PALAK SHAH Mumbai | Updated on March 23, 2020

There was panic in stock markets on Monday as large number of retail investors and high net worth individuals (HNIs) were not able to trade as brokers were not giving them any limits, retail portfolio managers and traders told BusinessLine. As a major fall-out of COVID-19 containment measures, there has been huge disruption of office working staff in equity markets.

In Mumbai, Gujarat and Rajasthan stock brokers were not giving clients any limit to trade in derivatives or even buy in the cash segment, unless 100 per cent or more margin money was deposited first. In Delhi, Kolkatta and many other states brokers themselves were not allowed to open their offices due to a state government announced complete lock down. In 75 districts which have announced a lock down, brokers and equity market related workers are yet to classified as essential services.

Across the country, the main issue for stock brokers was that many of their dealers on terminals had not been able to reach to work due to suspension of transport services in states. In Mumbai too, which has the largest base of brokerage services, largely broking office employees could not reach office due to unavailability of transport. States have banned passenger trains and metros and private taxi services too had suspended their trade.

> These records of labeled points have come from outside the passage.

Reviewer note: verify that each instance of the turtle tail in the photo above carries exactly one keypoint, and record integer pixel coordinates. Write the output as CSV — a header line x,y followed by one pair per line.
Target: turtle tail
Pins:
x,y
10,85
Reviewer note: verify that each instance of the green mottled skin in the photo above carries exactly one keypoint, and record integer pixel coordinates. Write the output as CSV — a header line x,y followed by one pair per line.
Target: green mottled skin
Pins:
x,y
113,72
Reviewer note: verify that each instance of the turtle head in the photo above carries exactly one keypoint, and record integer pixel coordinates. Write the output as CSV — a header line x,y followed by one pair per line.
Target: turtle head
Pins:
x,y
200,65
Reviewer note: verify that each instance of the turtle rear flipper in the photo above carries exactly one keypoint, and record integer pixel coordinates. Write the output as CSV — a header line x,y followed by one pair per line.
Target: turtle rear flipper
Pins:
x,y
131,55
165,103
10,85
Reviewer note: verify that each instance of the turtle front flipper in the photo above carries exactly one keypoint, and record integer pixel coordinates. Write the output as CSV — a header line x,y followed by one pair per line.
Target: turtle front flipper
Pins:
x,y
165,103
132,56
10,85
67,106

Although, stock exchanges said that broking staff can work from home, the announcement came in the evening only after markets closed. Brokers had to follow procedures to allow trading terminals to be shifted from their offices to dealers home, which has not been done yet. Exchanges need to be informed of specific locations, all of which again requires working staff. While all these logistical issues were being sorted out, broker shops were nearly shut, a Mumbai based legal compliance officer of broking firm said. Banks branches too were shut in many states and employees were not able to reach for work due to lock down.

Sensex and Nifty hit 10 per cent lower circuit levels and had to be shut for trading for 45 minutes as there was wafer thin buying volumes in the stock market. Bank Nifty index came down like and avalanche. The index was down 15 per cent or 3000 points. Even after a 45 minute break Nifty index was down over 1000 points or 11 per cent and Sensex more than 3500 points.

In an interview to a television channel Aditya Puri, MD, HDFC Bank said that he had spoken to some of the fund managers who said they were not in such panic selling mode and pressure on the markets was coming from ‘programmed selling’ (meaning computer driven algo strategies).

“On Friday, when global markets were down, India’s stock markets rose on the back of rumours that there would be a complete ban on short-selling. There is still 80,000 to 1 lakh contracts of net short positions in index futures by FPIs. These category of traders feared a ban on shorts and covered their positions on Thursday as a result of which their net shorts in index future fell below one lakh contracts. SEBI just linked short selling to limited of underlying positions held by traders. FPIs hold huge stock and still there is no panic to cover them until global sentiments do not improve,” said a research head of one of Mumbai’s largest broking house.

Effectively, SEBI on Friday hiked margins in derivatives from 15 per cent to 30 per cent for the current month derivative expiry and 40 per cent thereafter for a month. The regulator said that for shorting the equity index futures, the limit for all category of traders will be equal to their stock holdings.